Blouin acknowledged the challenges that lie ahead for the University.
“We're in a challenged position," he said. "No question. And so having multiple scenarios that will enable us to pivot on short notice is really what we're trying to think through right now."
Cary Levine, associate professor in the Department of Art and Art History, asked Blouin if he was aware of any conversations about furloughs.
Blouin said furloughs are one option the University may consider if faced with a substantial financial challenge and that a voluntary furlough program has been discussed.
“The thing that furloughs can afford the University is a way of capturing a rather substantial amount of money rather quickly,” Blouin said. “It does create that immediate, rather short-term cash flow into the system.”
Blouin said there are many challenges that may arise as the University attempts to transition back into being fully operational.
“What happens if COVID-19 comes back in October?” Blouin said. “What happens if none of the international students that we've admitted into this University can come due to visa issues. Do we create a remote learning opportunity for them and then admit them in January?”
Blouin said there are groups working on analyzing the ramifications of any decisions that may be made.
Nancy Fisher, research professor in the UNC School of Medicine's Department of Microbiology and Immunology, asked how members of the campus community’s privacy will be maintained with regards to testing, tracing and reporting instances of the virus on campus.
“I think we all know some of the state and national and international challenges around testing,” Blouin said. “So despite what you might hear—where everyone can get tested when they want to get tested—that is not the case in North Carolina and certainly not in the case of Chapel Hill.”
To get the day's news and headlines in your inbox each morning, sign up for our email newsletters.
Blouin said surveillance may be considered as part of having the University community come back to campus.
“One of the questions that we're going to have to ask ourselves is are we as a campus ready to be surveilled, as a community, and if that is a critical element to coming back to campus and trying to restore normal life,” Blouin said.
Blouin also said there would be other questions to consider when it comes to tracking individuals.
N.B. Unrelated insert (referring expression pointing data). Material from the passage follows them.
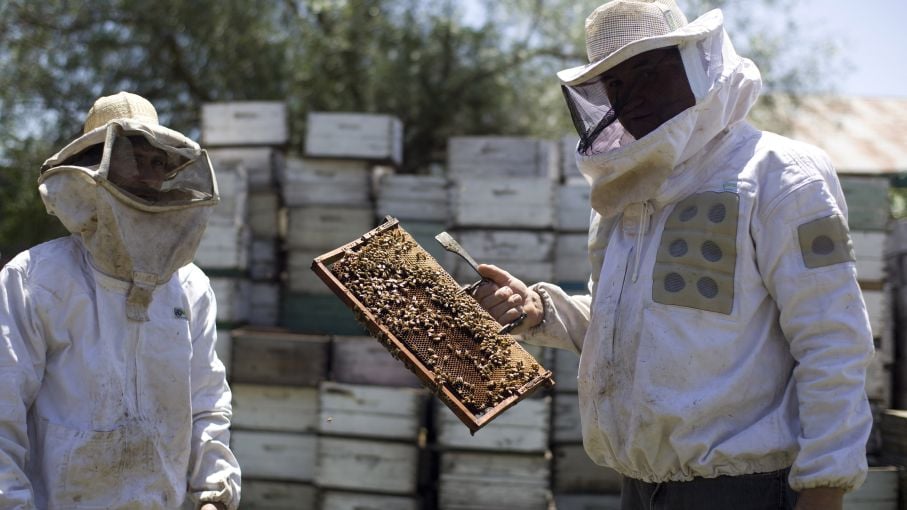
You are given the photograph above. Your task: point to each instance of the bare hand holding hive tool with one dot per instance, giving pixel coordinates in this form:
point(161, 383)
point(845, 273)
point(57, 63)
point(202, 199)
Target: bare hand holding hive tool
point(450, 244)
“Would that be something that would be acceptable to us, as a campus community?" Blouin said. "Because we do give up some of our own civil liberties once we allow someone to put an app on our phone and track us in some way, based upon whether or not we're positive or negative to the virus."
He said even if the community returns to campus in the fall, it’s unknown what the fall and winter months will bring in terms of a resurgence of the virus.
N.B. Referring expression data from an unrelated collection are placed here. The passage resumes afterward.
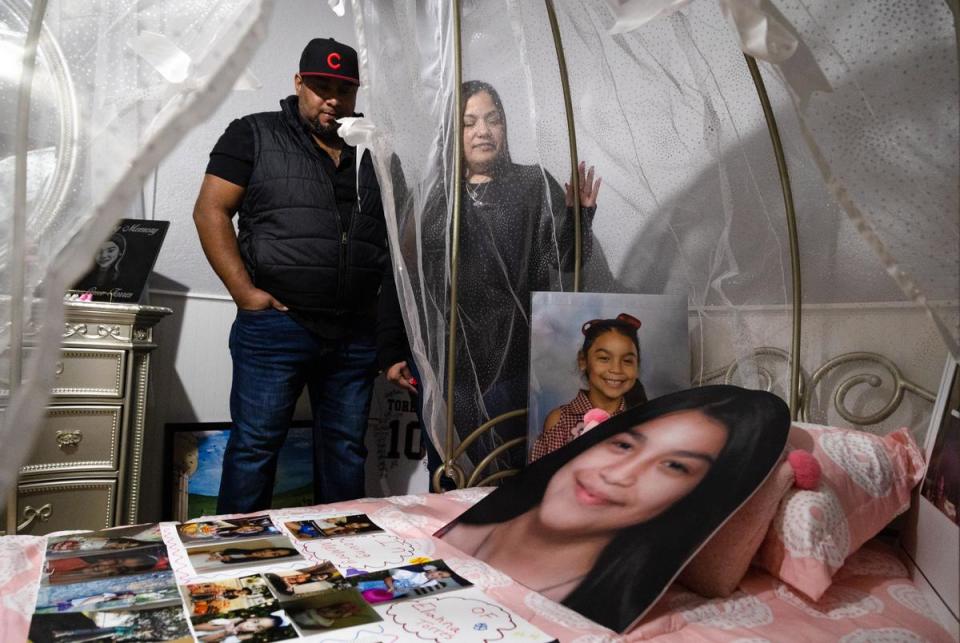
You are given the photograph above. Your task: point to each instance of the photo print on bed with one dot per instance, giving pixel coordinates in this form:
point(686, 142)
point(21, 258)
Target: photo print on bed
point(332, 526)
point(410, 581)
point(210, 531)
point(604, 523)
point(223, 556)
point(600, 351)
point(309, 580)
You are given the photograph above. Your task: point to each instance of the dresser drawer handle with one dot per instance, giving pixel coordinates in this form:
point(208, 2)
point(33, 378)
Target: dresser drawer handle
point(67, 439)
point(30, 514)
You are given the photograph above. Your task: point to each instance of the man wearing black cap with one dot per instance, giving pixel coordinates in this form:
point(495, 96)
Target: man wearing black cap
point(304, 271)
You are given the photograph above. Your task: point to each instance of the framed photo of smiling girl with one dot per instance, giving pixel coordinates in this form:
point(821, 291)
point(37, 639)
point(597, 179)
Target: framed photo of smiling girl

“We’re operating under the presumption that we’re planning on doing our best to start in the fall, as usual,” Blouin said.
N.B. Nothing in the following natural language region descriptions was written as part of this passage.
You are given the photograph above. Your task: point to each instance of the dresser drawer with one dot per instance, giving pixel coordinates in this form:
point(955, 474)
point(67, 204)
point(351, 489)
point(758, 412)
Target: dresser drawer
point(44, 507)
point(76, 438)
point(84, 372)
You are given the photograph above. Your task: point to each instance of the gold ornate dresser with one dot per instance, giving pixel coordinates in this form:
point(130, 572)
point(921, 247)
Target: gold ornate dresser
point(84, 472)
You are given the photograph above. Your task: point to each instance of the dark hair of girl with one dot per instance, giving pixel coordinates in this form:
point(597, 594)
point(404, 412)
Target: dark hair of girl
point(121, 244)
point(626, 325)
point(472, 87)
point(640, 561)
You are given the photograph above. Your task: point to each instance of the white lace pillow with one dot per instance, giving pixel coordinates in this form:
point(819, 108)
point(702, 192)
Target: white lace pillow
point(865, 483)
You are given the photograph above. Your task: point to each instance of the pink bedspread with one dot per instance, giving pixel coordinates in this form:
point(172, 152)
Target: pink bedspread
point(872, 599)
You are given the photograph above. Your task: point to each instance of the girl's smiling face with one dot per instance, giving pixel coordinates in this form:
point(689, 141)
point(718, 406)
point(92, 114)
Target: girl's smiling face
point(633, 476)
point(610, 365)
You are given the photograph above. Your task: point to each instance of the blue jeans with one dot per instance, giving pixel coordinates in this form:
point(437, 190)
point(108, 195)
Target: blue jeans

‘Faculty have felt shut out of decision-making’
Levine said it’s unclear how faculty are going to get answers about where the University is headed going forward.
“Unfortunately, I do think that there's some hangover from some of the demoralization of the last few years amongst faculty,” Levine said. “There's not the level of trust that may have otherwise been there, and in the recent past, faculty have felt shut out of decision-making.”
Levine said in talking to some of his colleagues over the last several weeks, he’s sensed they feel like the University is going to make decisions for them.
“Communication to faculty—what a wonderful thing, what a novel thing that our administration would choose to actually directly communicate to its faculty,” Levine said. “Not just these massive emails with generalities, but with some specifics to the faculty, speaking directly to us.”